Scott’s writing is restless and kaleidoscopic, hurrying from anecdote to anecdote, insight to insight. One minute you are in Armenia with her, driving past the ruins of a village that was toppled in the 1988 earthquake and in the next you are passing a village inhabited by Yazidis, a persecuted minority who were branded devil-worshippers. This type of minutiae peppers the travelogue.

As for the Armenian slaughter of the early 20th century, which nations around the world have condemned as genocide, “It is the one thing that almost all Turks, regardless of religion, background or political alliance, agree on: the genocide is a myth.” This denial, Scott suggests, in rooted in the Turkish educational system, which is dictated by the state.

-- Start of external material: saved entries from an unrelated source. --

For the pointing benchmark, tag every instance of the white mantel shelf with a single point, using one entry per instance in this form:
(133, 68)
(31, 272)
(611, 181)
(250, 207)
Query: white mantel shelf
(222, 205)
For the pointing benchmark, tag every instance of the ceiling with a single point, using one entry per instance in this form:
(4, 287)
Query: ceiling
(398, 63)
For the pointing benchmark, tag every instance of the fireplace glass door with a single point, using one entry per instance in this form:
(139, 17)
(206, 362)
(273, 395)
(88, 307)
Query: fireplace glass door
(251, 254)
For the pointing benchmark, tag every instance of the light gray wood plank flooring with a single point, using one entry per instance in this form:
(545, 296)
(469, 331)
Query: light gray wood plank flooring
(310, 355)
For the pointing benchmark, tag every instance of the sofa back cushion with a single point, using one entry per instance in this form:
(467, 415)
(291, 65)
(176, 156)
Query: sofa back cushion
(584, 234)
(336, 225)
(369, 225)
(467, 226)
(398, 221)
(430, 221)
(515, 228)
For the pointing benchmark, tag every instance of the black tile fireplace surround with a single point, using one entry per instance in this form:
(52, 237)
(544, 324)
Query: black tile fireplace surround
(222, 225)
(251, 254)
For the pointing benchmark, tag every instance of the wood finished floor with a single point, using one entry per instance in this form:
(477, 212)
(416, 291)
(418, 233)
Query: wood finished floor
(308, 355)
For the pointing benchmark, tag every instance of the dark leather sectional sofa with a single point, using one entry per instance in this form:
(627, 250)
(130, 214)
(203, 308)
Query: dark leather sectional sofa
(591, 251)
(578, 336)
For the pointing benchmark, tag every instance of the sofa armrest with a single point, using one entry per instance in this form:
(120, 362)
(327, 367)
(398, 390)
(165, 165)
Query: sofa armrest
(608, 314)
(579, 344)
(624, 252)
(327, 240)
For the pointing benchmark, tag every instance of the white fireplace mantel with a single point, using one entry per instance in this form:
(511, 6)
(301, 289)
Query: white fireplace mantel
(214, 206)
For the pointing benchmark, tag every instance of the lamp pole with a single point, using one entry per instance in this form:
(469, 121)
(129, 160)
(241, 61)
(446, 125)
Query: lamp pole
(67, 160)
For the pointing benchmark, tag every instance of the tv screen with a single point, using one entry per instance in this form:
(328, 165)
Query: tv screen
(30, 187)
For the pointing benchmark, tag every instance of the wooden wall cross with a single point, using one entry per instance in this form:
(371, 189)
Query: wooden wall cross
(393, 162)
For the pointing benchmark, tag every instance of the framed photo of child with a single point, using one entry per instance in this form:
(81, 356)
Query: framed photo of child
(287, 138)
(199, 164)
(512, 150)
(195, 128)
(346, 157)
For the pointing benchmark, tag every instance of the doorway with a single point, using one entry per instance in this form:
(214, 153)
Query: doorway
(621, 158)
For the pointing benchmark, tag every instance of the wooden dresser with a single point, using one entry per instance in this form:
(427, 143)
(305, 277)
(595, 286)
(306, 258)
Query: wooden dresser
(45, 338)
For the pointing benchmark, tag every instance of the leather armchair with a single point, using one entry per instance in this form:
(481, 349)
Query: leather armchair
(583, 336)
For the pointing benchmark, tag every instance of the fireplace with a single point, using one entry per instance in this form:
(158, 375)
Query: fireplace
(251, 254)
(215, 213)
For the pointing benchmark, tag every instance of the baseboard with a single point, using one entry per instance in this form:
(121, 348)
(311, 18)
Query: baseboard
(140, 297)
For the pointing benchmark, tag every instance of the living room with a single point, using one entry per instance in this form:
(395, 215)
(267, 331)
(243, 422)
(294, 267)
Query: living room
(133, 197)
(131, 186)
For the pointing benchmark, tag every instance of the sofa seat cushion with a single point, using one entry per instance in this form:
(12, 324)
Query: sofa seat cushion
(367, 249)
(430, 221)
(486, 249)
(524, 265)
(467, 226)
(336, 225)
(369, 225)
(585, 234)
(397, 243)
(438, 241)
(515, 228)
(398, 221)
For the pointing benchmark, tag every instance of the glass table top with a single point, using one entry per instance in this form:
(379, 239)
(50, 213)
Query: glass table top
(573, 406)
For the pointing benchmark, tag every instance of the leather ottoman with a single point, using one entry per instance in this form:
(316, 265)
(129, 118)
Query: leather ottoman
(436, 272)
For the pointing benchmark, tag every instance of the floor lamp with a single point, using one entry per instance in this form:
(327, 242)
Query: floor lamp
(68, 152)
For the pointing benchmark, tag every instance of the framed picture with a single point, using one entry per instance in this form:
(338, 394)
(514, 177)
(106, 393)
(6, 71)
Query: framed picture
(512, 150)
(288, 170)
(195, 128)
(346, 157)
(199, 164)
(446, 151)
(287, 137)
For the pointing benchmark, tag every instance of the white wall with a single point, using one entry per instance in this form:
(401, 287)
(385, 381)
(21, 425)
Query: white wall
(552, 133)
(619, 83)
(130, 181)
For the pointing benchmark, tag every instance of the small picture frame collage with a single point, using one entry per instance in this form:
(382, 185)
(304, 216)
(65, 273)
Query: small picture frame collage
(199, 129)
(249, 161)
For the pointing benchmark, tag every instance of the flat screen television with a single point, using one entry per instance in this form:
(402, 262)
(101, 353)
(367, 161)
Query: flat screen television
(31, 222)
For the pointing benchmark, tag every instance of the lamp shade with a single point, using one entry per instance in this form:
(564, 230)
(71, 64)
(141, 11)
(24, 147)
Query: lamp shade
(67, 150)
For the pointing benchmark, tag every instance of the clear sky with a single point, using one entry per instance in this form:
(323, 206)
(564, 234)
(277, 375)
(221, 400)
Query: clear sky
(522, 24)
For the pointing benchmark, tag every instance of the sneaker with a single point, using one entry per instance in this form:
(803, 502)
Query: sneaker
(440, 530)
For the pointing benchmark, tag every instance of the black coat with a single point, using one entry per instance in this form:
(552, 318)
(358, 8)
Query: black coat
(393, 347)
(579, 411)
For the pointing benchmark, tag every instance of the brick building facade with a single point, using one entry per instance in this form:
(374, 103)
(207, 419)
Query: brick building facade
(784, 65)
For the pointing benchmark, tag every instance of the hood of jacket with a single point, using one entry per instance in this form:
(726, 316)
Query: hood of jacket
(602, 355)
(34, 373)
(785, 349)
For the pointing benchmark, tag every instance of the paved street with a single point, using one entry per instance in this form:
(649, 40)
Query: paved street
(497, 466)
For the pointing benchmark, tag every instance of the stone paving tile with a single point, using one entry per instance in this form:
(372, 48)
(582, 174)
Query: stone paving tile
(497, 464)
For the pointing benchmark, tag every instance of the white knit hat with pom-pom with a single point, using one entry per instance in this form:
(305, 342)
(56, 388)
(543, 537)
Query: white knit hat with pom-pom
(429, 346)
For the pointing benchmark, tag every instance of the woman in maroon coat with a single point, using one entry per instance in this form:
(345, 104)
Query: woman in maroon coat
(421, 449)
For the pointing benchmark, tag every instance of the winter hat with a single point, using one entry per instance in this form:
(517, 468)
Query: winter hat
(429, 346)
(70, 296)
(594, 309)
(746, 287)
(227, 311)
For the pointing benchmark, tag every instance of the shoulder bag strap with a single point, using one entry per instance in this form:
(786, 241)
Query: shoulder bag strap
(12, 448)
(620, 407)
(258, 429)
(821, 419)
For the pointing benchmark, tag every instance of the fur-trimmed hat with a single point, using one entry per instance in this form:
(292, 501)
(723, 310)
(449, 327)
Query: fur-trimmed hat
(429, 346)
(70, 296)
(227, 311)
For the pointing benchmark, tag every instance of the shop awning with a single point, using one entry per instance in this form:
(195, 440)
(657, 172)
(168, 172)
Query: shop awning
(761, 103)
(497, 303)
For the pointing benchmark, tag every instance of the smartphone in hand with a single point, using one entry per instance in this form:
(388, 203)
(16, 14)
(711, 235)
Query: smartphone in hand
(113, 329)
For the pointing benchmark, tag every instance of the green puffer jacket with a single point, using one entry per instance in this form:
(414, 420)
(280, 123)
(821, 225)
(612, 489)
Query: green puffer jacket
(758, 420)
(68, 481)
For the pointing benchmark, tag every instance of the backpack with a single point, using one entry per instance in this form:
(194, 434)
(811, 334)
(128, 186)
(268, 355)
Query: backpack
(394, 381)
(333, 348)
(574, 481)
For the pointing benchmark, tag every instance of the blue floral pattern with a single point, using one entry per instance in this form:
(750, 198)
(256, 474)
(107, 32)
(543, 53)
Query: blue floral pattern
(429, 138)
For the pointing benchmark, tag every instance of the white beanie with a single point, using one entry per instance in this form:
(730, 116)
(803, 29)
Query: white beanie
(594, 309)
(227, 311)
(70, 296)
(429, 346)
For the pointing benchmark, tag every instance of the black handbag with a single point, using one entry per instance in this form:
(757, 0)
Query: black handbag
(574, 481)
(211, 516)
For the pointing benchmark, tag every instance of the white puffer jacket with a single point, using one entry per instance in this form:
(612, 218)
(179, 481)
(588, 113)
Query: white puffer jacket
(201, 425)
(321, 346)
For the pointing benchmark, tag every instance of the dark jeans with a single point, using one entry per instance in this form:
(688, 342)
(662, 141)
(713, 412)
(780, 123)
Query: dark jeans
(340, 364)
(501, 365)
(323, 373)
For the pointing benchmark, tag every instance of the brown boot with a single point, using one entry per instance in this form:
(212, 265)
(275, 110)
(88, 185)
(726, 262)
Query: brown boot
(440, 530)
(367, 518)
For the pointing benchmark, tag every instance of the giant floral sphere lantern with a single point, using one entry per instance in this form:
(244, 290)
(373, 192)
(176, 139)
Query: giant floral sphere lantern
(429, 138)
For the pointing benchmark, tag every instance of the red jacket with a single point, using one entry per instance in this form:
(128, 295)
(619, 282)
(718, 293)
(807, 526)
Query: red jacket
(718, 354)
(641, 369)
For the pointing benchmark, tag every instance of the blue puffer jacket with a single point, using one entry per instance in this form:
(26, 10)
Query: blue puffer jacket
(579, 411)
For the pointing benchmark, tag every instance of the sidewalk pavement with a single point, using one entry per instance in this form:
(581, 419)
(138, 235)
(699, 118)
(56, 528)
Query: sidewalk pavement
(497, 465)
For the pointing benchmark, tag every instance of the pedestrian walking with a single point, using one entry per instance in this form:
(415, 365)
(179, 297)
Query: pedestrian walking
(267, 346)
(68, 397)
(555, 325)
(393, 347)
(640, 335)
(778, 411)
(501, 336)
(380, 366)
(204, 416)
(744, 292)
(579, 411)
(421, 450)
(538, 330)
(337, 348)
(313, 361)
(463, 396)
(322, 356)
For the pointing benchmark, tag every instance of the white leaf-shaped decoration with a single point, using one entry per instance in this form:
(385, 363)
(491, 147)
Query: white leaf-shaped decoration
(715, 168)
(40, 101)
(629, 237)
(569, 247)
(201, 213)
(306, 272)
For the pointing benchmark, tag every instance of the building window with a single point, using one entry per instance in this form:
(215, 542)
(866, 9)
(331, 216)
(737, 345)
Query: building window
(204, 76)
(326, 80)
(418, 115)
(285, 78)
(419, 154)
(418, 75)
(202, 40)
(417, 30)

As Scott travels on – to the Dodecanese islands, the Balkans, the Levant – she experiences and writes compellingly of those serendipitous moments of travel. After being denied permission to return to her apartment in Istanbul, she writes, “I can be ‘of’ Turkey while I am not in it. Geography does not confer identity. It makes us homesick, but it does not define us.”

Speaking Turkish is a great pleasure for her and a thread that ties together these far-flung journeys. “Again and again on my travels, I saw this – language is the key to a shared culture, and to understanding people.” On the other hand, she acknowledges the many barriers: “I thought about people who lack this privilege to cross borders freely, about  those who have never left home, those who can never return, and those who identify with an ancestral land they have never seen.” She continues, “The more I travelled, the more powerful and yet obscure I found the emotional connection between geography and identity.”

For all the empire’s scope, Scott brings an intimacy to the proceedings. This is true not only because of the family memories she recalls, but also because of the tight focus she keeps on her subjects. She’s attentive to all their idiosyncrasies.